The program started with Karges and four other students. Today, 43 students specialize in industrial design.
“I never felt like I had homework because when you’re there, you do what you want to do,” Karges said. “So you were always inventing something, creating something, doing some kind of study. You learned by going out and doing it, which is to say every day.
The Dean’s List student excelled, even completing a project for the General Electric Co. He worked with a few other students to expand GE’s design of a miniature ultrasound system.
“Cory wanted to do more than just finish homework,” Ask recalled. “He wanted to do a great job in whatever he was working on. While at Penn College, he combined hard work and passion in a powerful way.
After graduating and a stint in the natural gas industry as a field engineer, Karges emigrated to Florida where he got a job as a design engineer for a manufacturer of architectural specialties, including signage. . In March 2018, he found his place at Sign Producers.
“It’s a team-oriented place. We all work on everything together. We are all going to make sure that each of us succeeds here, which is much better than feeling like the only one responsible for something,” Karges said.

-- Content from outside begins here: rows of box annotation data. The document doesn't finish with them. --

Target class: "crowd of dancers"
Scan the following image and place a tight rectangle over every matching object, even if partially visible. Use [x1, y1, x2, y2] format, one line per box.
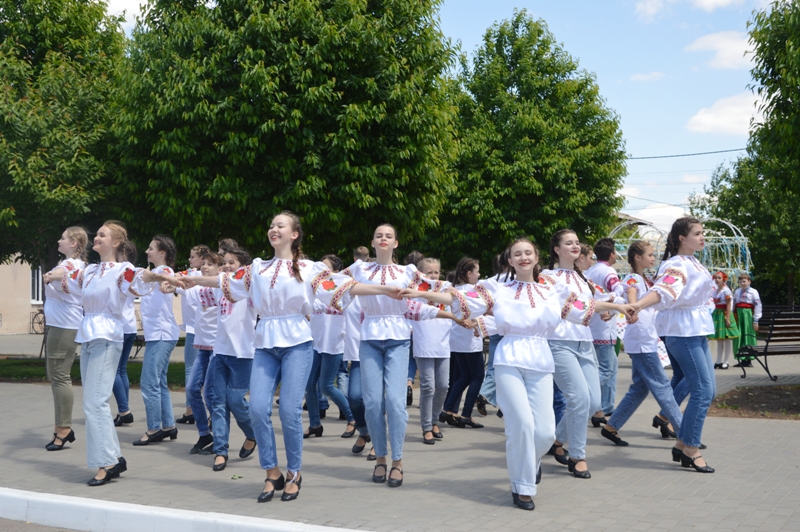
[39, 211, 760, 510]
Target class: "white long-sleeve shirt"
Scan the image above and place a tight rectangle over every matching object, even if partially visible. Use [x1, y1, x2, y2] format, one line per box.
[652, 255, 716, 337]
[44, 259, 86, 329]
[453, 280, 594, 373]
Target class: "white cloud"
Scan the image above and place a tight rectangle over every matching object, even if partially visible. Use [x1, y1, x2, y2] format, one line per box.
[686, 92, 761, 136]
[631, 72, 667, 82]
[685, 31, 751, 69]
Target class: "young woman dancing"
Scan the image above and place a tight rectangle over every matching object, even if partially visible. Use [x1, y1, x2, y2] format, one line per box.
[633, 217, 716, 473]
[44, 227, 89, 451]
[402, 239, 630, 510]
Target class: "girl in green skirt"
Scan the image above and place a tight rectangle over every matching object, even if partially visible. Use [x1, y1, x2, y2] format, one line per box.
[733, 273, 761, 367]
[709, 272, 740, 369]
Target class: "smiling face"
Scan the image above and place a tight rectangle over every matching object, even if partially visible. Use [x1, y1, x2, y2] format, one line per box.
[267, 214, 300, 248]
[508, 242, 539, 278]
[58, 231, 78, 258]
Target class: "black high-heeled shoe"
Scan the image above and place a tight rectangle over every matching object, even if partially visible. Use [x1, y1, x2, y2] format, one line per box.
[653, 416, 678, 440]
[511, 491, 536, 512]
[303, 425, 322, 440]
[681, 452, 714, 473]
[44, 429, 75, 451]
[258, 473, 286, 502]
[211, 454, 228, 471]
[351, 436, 372, 454]
[600, 427, 628, 447]
[342, 421, 356, 438]
[567, 458, 592, 478]
[281, 473, 303, 502]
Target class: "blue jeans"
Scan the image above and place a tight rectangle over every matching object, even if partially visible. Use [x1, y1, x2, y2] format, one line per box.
[306, 350, 353, 427]
[553, 382, 567, 425]
[358, 340, 410, 460]
[211, 354, 255, 456]
[139, 340, 178, 431]
[250, 341, 314, 473]
[347, 360, 369, 436]
[444, 351, 483, 418]
[549, 340, 600, 459]
[183, 333, 198, 408]
[480, 334, 503, 406]
[114, 333, 136, 414]
[186, 349, 214, 436]
[666, 336, 717, 447]
[608, 352, 683, 433]
[80, 338, 122, 469]
[592, 344, 619, 416]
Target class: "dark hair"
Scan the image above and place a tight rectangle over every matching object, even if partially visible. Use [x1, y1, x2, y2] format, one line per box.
[117, 240, 137, 265]
[661, 216, 701, 260]
[403, 249, 425, 266]
[200, 249, 225, 266]
[217, 238, 239, 255]
[223, 248, 253, 267]
[548, 229, 594, 295]
[319, 254, 344, 272]
[153, 235, 178, 268]
[503, 236, 542, 283]
[275, 211, 305, 283]
[593, 238, 615, 261]
[453, 257, 479, 286]
[628, 240, 653, 275]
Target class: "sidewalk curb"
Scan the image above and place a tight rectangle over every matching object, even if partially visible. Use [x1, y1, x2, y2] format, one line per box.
[0, 487, 354, 532]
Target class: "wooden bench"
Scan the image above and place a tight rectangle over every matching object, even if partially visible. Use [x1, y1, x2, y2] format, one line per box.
[736, 307, 800, 381]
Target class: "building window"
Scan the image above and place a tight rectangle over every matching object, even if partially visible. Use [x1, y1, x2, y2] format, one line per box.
[31, 268, 44, 305]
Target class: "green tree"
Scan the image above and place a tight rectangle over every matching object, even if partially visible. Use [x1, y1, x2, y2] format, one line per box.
[690, 157, 800, 304]
[749, 0, 800, 191]
[0, 0, 125, 267]
[115, 0, 454, 253]
[420, 11, 625, 266]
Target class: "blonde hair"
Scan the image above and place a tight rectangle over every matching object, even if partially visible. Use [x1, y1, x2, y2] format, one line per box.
[64, 225, 89, 262]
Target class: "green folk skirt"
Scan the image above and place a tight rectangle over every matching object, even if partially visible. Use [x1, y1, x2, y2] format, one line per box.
[708, 308, 740, 340]
[723, 308, 757, 360]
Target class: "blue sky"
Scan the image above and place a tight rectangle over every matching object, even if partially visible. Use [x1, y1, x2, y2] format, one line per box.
[109, 0, 767, 227]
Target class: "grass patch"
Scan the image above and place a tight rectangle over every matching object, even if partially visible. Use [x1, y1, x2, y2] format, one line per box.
[0, 358, 186, 390]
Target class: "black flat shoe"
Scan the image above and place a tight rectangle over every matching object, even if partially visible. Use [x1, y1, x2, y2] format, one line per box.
[567, 458, 592, 478]
[600, 427, 628, 447]
[458, 417, 483, 429]
[681, 453, 714, 473]
[372, 464, 386, 484]
[189, 434, 214, 454]
[653, 416, 678, 439]
[239, 438, 256, 458]
[475, 395, 486, 416]
[281, 473, 303, 502]
[211, 454, 228, 471]
[387, 467, 403, 488]
[351, 436, 372, 454]
[44, 429, 75, 451]
[342, 422, 356, 438]
[511, 491, 536, 512]
[550, 443, 569, 465]
[303, 425, 322, 440]
[258, 473, 286, 502]
[133, 430, 167, 447]
[114, 412, 133, 427]
[175, 414, 194, 425]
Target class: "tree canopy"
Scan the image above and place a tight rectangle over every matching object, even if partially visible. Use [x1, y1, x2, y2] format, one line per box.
[416, 11, 625, 265]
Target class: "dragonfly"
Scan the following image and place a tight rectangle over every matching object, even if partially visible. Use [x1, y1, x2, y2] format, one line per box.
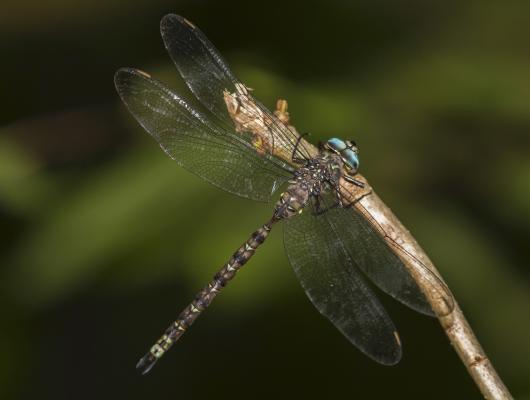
[115, 14, 452, 374]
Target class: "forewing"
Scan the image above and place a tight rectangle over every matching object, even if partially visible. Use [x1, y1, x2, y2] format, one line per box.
[115, 68, 292, 201]
[284, 197, 401, 365]
[336, 181, 453, 316]
[160, 14, 312, 162]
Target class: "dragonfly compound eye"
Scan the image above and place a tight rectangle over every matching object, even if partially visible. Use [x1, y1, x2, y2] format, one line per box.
[326, 138, 348, 153]
[341, 149, 359, 173]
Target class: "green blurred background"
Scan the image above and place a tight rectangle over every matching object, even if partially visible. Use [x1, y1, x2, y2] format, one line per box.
[0, 0, 530, 399]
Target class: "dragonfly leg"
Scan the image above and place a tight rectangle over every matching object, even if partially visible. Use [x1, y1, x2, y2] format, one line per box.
[136, 219, 276, 374]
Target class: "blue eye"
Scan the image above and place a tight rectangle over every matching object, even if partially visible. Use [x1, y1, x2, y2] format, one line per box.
[328, 138, 347, 152]
[341, 149, 359, 170]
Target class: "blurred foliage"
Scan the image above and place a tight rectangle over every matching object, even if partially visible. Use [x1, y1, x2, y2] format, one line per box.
[0, 0, 530, 399]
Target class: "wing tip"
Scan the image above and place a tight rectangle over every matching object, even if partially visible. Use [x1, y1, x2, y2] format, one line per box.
[160, 14, 197, 35]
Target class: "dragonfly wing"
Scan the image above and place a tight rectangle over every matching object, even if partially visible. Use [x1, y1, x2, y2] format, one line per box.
[160, 14, 313, 162]
[115, 68, 293, 201]
[284, 195, 401, 365]
[336, 181, 453, 316]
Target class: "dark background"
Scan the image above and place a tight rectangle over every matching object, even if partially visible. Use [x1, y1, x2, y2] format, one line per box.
[0, 0, 530, 399]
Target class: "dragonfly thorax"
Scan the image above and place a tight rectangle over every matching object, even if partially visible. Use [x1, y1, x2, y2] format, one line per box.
[274, 152, 344, 219]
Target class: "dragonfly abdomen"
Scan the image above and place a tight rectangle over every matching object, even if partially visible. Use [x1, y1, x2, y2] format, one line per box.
[136, 220, 275, 374]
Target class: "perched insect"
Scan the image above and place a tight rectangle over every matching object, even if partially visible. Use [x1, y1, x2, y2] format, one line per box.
[115, 14, 452, 373]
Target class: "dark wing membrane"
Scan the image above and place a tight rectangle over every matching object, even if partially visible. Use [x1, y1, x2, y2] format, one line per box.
[115, 68, 292, 201]
[336, 181, 453, 316]
[284, 197, 401, 365]
[160, 14, 311, 161]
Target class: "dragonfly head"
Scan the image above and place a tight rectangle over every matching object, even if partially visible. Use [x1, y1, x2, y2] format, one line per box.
[324, 138, 359, 175]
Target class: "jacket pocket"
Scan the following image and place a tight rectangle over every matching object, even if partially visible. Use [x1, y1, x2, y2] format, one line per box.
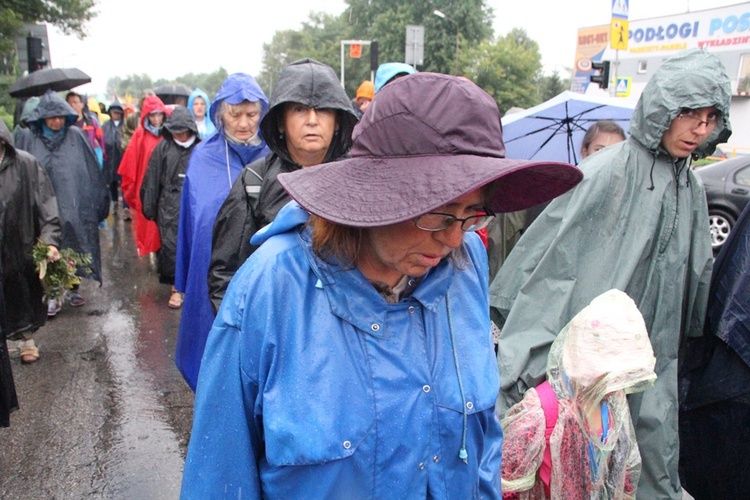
[264, 393, 375, 466]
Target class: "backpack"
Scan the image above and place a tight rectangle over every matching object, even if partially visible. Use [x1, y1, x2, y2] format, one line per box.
[535, 380, 560, 497]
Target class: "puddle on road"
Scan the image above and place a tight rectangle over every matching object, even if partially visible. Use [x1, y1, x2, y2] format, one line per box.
[97, 308, 183, 498]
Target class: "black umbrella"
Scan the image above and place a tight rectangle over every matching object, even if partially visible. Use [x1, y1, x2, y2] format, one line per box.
[10, 68, 91, 98]
[154, 83, 190, 104]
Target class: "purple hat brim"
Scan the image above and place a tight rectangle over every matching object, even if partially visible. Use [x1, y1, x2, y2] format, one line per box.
[278, 155, 583, 227]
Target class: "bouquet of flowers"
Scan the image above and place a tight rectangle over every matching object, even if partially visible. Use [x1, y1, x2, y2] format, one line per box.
[34, 240, 92, 300]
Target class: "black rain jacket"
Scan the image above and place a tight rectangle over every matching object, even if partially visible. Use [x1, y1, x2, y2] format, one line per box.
[208, 59, 358, 312]
[0, 116, 60, 341]
[140, 106, 200, 284]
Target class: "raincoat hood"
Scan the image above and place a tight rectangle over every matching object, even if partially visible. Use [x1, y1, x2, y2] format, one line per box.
[206, 73, 268, 134]
[109, 99, 125, 116]
[260, 59, 358, 163]
[141, 95, 167, 128]
[163, 106, 198, 138]
[187, 88, 211, 120]
[86, 97, 109, 124]
[629, 49, 732, 157]
[21, 96, 40, 123]
[0, 118, 16, 152]
[375, 63, 416, 93]
[28, 90, 78, 133]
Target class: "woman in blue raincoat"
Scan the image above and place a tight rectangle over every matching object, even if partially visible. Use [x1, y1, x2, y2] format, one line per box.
[175, 73, 268, 390]
[187, 88, 216, 139]
[182, 73, 582, 499]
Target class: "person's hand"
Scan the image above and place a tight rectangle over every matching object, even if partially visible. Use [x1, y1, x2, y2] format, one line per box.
[47, 245, 60, 262]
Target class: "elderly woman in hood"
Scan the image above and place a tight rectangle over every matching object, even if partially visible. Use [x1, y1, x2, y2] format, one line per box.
[182, 73, 581, 499]
[490, 49, 731, 499]
[175, 73, 268, 389]
[187, 88, 216, 139]
[141, 106, 200, 309]
[208, 59, 357, 311]
[16, 91, 109, 316]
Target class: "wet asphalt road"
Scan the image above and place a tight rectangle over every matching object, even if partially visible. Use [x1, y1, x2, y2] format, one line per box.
[0, 212, 193, 499]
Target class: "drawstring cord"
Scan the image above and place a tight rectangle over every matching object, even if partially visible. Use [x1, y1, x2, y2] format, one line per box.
[646, 153, 656, 191]
[224, 138, 232, 191]
[445, 294, 469, 465]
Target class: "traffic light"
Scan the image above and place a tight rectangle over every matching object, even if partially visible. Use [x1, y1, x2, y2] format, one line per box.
[589, 61, 609, 90]
[26, 36, 47, 73]
[370, 40, 378, 71]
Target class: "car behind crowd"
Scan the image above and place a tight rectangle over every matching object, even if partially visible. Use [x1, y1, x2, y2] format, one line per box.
[695, 155, 750, 252]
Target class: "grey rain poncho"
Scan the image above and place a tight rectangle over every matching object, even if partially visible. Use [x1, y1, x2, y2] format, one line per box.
[16, 91, 109, 283]
[502, 290, 656, 500]
[490, 49, 731, 499]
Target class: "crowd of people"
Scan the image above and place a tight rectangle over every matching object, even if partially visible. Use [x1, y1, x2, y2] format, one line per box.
[0, 49, 750, 499]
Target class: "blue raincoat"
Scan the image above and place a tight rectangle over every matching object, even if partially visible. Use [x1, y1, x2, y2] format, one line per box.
[187, 88, 216, 139]
[182, 202, 502, 499]
[175, 73, 268, 390]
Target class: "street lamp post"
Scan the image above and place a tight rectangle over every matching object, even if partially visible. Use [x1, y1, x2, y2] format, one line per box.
[432, 9, 459, 76]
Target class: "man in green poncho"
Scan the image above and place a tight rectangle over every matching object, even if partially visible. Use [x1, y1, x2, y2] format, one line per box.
[490, 49, 731, 499]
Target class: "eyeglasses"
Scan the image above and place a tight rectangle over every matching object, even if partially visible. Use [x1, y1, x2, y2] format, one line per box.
[414, 209, 495, 232]
[677, 108, 721, 128]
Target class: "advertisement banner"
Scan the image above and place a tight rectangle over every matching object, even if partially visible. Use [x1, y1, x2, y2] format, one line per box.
[571, 26, 610, 94]
[609, 17, 629, 50]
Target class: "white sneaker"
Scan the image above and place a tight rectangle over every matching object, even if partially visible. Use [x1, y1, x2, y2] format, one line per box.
[47, 299, 62, 318]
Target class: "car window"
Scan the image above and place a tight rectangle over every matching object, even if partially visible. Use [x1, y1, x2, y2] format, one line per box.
[734, 167, 750, 186]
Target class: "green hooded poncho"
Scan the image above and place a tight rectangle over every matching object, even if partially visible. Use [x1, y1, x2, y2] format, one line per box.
[490, 49, 731, 499]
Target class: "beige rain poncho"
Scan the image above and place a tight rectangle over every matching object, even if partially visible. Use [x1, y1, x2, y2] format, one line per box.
[502, 290, 656, 499]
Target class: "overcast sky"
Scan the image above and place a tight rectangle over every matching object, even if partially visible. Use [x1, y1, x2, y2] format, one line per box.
[49, 0, 742, 98]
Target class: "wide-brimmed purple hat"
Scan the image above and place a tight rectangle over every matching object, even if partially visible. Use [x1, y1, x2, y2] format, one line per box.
[278, 73, 583, 227]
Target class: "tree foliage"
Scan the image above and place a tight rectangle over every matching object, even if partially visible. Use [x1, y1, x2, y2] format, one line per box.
[107, 68, 229, 101]
[260, 0, 492, 95]
[464, 28, 542, 113]
[539, 71, 570, 102]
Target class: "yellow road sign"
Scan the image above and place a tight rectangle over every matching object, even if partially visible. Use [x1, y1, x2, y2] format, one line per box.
[615, 76, 633, 97]
[609, 18, 628, 50]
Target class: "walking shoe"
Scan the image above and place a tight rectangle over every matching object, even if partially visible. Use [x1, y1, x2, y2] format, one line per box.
[47, 299, 62, 318]
[18, 339, 39, 365]
[68, 290, 86, 307]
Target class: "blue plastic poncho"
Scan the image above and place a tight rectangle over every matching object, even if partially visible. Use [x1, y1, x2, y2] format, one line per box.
[182, 203, 502, 499]
[175, 73, 268, 390]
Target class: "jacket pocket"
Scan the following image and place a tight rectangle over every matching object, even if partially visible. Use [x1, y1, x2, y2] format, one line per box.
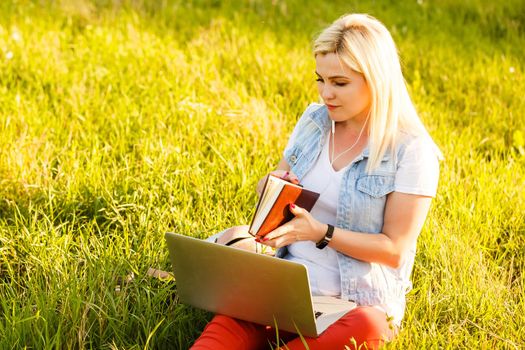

“It has always been about family and quality. It’s because we set ourselves such high standards that we employ the best talent in the sign industry,” said Daniel Scimé, Director of Sign Producers. “Cory is part of that and helps us achieve the highest level of creativity and quality that we believe our customers deserve. He is instrumental in what we do at Sign Producers.
Design decisions should consider more than aesthetics. Signaling hardware and quality of engineering are also key considerations.
For example, attractions at Universal like Skull Island: Reign of Kong and Hagrid’s Magical Creatures Motorbike Adventure require wooden signage. However, wood is prohibited in the park due to the risk of fire. Instead, Sign Producers substitutes polygem epoxy, an artistic concrete, to mimic the look of wood.
Whether polygem epoxy, aluminum or steel, the signage is designed to “five times what it would actually take to fail,” according to Karges. The panels must be able to withstand tropical storms and hurricanes in Florida and earthquakes in California.
Karges is aware of the engineering and manufacturing process since Sign Producers’ manufacturing wing – consisting of a machine shop, welding stations, CNC routers and paint booths – is located just after his office space.
“If I have a problem or need to know something, I walk through a door and ask the right people, and it’s resolved almost immediately, which is cool,” Karges said. “And it’s always a chance to learn something.”
His most recent project at Universal was the marquee for The Bourne Stuntacular, a live-action stunt show debuting this spring based on the “Jason Bourne” film franchise. The design — featuring the attraction’s title in three shades of blue and varying amounts of raised lettering — was fun and thought-provoking, according to Karges. So kept the job secret. Theme parks don’t want the public to know about upcoming attractions until an official announcement is made.
“You work on panels for things you can’t talk about, which is sometimes the hardest part of the job,” Karges said with a smile. “The new Harry Potter ride was quiet for two years while we were working on it.”
To prove his point, Karges happily anticipated any talk of future projects with Universal and Disney.
“We have a lot of exciting things to come. That’s all I can say.”
Once again, Cory Karges didn’t want to stand out – but his work will for generations to come.